O “dele”, o “teu”, o “nosso”
NA última Quinta-feira, 17,
em plena sessão da Comissão Parlamentar Mista de Inquérito (CPMI) do Caso
Carlinhos Cachoeira, um telecinegrafista (SBT) em Brasília (DF), flagrou o
inadvertido ex-líder do governo na Câmara dos Deputados, Cândido Vaccarezza
(PT-SP), escrevendo ao governador do Estado do Rio de Janeiro, Sérgio Cabral Filho
(PMDB-RJ), no smartfone: "A relação
com o PMDB vai azedar na CPI. Mas não se preocupe, você é nosso e nós somos teu
(sic)". Talvez, sem o grosseiro erro de concordância da mensagem do
deputado federal petista endereçada ao governador fluminense, pode-se apostar
que um certo número de integrantes dessa CPMI poderia tranquilizar nos mesmos
termos qualquer “peixe grande” da
política ou dos negócios ameaçado de se tornar alvo do inquérito parlamentar
das duas Casas do Congresso Nacional sobre as relações do contraventor Carlos
Augusto Ramos, vulgo Carlinhos Cachoeira, com agentes públicos e privados.
A CONVICÇÃO de que Vaccarezza
está longe de deter, entre os seus pares, o monopólio da proteção a possíveis
protagonistas da trama da qual Cachoeira é o pivô ganhou força com as decisões
tomadas naquela mesma sessão pelo relator da investigação, o deputado federal Odair
Cunha (PT-MG) - com o apoio tácito ou explícito de setores da Oposição -, aguando
essa CPMI. Como se temia, ele blindou o governador do Estado de Goiás, Marconi
Perillo (PSDB-GO); o governador do Distrito Federal, Agnelo Queiroz (PT-DF); e
o governador do Estado do Rio de Janeiro, Sérgio Cabral Filho, contra
tentativas de apurar o envolvimento desses, ou com Cachoeira, ou com o dono da Delta
Construções, Fernando Cavendish, de cuja empresa o contraventor seria "sócio oculto", no dizer do
Ministério Público (MP). Foram igualmente poupados de convocação para depor ou
da quebra dos seus sigilos o empresário, a empreiteira sediada no Rio de
Janeiro e três deputados goianos da quadrilha de Cachoeira.

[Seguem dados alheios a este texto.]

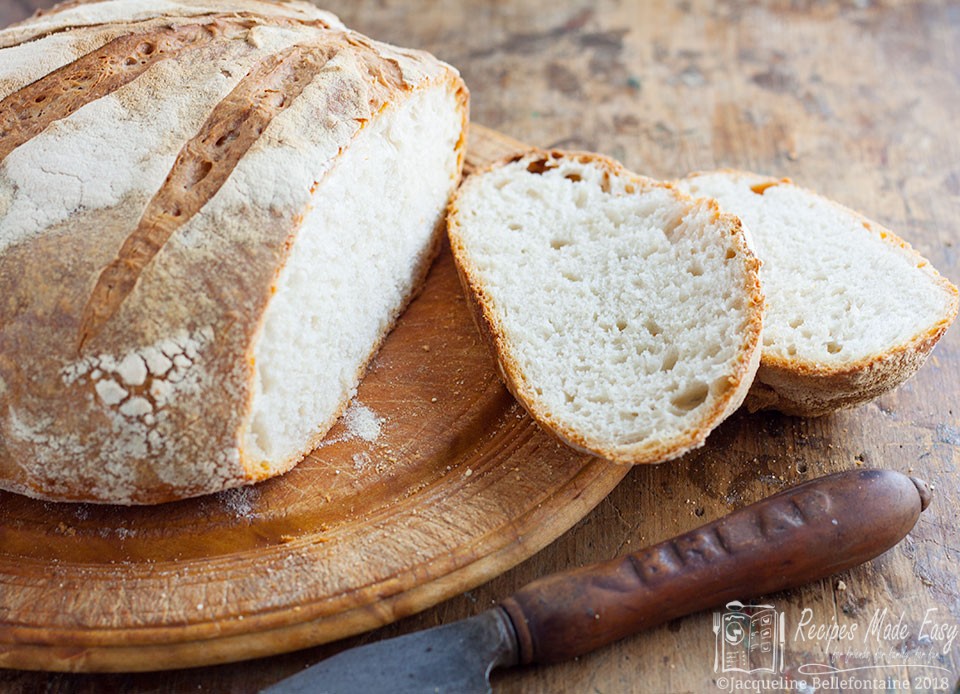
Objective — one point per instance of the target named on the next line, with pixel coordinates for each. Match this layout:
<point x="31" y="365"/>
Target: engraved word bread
<point x="211" y="214"/>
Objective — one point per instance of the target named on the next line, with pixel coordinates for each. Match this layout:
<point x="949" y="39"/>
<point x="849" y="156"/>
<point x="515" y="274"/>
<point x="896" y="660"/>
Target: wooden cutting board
<point x="457" y="486"/>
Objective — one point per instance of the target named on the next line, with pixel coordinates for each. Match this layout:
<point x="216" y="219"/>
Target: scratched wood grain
<point x="855" y="99"/>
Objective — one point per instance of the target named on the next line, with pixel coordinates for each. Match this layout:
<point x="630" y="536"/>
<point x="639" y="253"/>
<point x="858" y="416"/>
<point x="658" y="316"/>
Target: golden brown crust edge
<point x="809" y="389"/>
<point x="513" y="377"/>
<point x="255" y="469"/>
<point x="155" y="491"/>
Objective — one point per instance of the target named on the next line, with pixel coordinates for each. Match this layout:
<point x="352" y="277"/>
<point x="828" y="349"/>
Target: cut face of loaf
<point x="624" y="316"/>
<point x="852" y="310"/>
<point x="211" y="214"/>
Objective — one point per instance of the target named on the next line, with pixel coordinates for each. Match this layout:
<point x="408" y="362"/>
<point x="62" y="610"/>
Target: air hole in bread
<point x="690" y="397"/>
<point x="605" y="183"/>
<point x="670" y="359"/>
<point x="540" y="166"/>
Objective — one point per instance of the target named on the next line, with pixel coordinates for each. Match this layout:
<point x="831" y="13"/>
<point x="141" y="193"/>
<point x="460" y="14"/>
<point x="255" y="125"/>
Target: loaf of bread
<point x="211" y="213"/>
<point x="624" y="316"/>
<point x="852" y="310"/>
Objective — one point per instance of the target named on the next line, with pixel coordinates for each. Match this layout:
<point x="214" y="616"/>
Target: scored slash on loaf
<point x="624" y="316"/>
<point x="211" y="214"/>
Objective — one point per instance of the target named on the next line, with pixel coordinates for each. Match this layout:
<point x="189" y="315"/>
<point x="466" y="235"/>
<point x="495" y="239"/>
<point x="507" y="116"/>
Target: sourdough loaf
<point x="852" y="310"/>
<point x="211" y="213"/>
<point x="624" y="316"/>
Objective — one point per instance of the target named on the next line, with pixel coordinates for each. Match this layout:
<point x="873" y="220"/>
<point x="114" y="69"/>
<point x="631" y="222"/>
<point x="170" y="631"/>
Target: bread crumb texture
<point x="626" y="317"/>
<point x="196" y="265"/>
<point x="852" y="309"/>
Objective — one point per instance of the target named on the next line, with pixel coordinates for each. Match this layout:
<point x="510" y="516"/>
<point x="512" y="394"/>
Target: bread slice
<point x="852" y="309"/>
<point x="211" y="214"/>
<point x="624" y="316"/>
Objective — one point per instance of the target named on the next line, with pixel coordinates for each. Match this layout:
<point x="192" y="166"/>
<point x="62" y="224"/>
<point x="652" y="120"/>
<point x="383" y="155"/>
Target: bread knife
<point x="802" y="534"/>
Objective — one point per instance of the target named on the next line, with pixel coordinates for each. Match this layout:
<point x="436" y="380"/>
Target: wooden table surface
<point x="855" y="99"/>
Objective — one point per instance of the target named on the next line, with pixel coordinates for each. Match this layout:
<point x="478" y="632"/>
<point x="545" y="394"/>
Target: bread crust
<point x="805" y="388"/>
<point x="152" y="407"/>
<point x="512" y="374"/>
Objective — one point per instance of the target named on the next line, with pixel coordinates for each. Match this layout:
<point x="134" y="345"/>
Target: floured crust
<point x="491" y="328"/>
<point x="147" y="404"/>
<point x="802" y="387"/>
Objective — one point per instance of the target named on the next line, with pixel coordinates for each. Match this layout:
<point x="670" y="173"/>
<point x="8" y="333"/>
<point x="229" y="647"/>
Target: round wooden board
<point x="458" y="486"/>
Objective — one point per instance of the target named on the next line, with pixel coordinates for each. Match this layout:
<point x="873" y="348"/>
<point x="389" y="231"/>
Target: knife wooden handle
<point x="800" y="535"/>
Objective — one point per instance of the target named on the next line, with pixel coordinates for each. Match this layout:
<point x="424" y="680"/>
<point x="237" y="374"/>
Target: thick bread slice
<point x="211" y="213"/>
<point x="852" y="310"/>
<point x="625" y="317"/>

PARA que não se dissesse que
melhor faria essa CPMI se, para todos os efeitos, desse os trâmites por findos,
o relator aprovou 51 convocações e 40 quebras de sigilo fiscal, bancário e
telefônico. Os visados são familiares, operadores e cupinchas do batoteiro; o
ex-diretor da Delta Construções no Centro-Oeste, Cláudio Abreu, preso no último
dia 25 de Abril; as filiais da empresa em Goiás, Mato Grosso, Mato Grosso do
Sul, Tocantins e Distrito Federal; o tesoureiro da campanha de Perillo e
porta-voz do seu governo, Jayme Rincon; e o ex-chefe de gabinete de Queiroz,
Cláudio Monteiro. Quanto aos dois outros governadores, acertaram-se os partidos
que são "teu" como diria
Vaccarezza. Em vez de Cavendish, um ex-preposto. Em vez da matriz da Delta
Construções, as suas distantes filiais. "Falta de indícios", a mentirosa justificativa que raros
membros da CPMI rejeitaram. Citem-se, por justiça, os senadores Pedro Taques (PDT-MT),
e Randolfe Rodrigues (PSOL-AP).
CONTRARIAMENTE ao que o dono
da Delta Construções quis fazer crer, os nexos da cúpula da empresa com o contraventor
goiano foram constatados em pelo menos 22 telefonemas interceptados pelo Departamento
de Polícia Federal (DPF). E o nome de Cavendish aparece em conversas de
Cachoeira com o senador Demóstenes Torres (sem partido-GO), enredado em
negócios com as duas pontas da linha. Sem investigar o empreiteiro, que certa
vez proclamou que, "se botar 30
milhões na mão de um político", seria convidado "pra coisa pra …", aí sim não se
chegará aos eventuais malfeitos do governador do Estado do Rio de Janeiro, onde
a Delta Construções, em cinco anos da gestão Cabral, fechou contratos no valor
de R$ 1,49 bilhão. O que é notório é a proximidade entre ambos, incluindo cenas
de esbórnia explícita em Paris. À falta de provas objetivas, sobrevive a
palavra de Cabral de que não mistura governo e amizades, não obstante o
prestimoso Vaccarezza ter achado necessário acalmá-lo com a lembrança de que
ele é "nosso".
E POR fim, sem investigar a
Delta Construções, aí sim não se chegará às eventuais traficâncias que poderiam
ter sido providenciais para torná-la a maior executora do Programa de
Aceleração do Crescimento (PAC). Desde 2003, nenhuma firma de nenhum ramo
recebe tanto do governo federal. Só em 2011, ela faturou R$ 862,4 milhões por
obras em 20 Estados. As irregularidades descobertas nos respectivos contratos
montam a R$ 632 milhões. A Delta Construções está para ser considerada "inidônea" pela Controladoria-Geral
da União (CGU). Em 2010, doou R$ 2,3 milhões, divididos praticamente ao meio,
ao Partido dos Trabalhadores (PT) e ao Partido do Movimento Democrático
Brasileiro (PMDB).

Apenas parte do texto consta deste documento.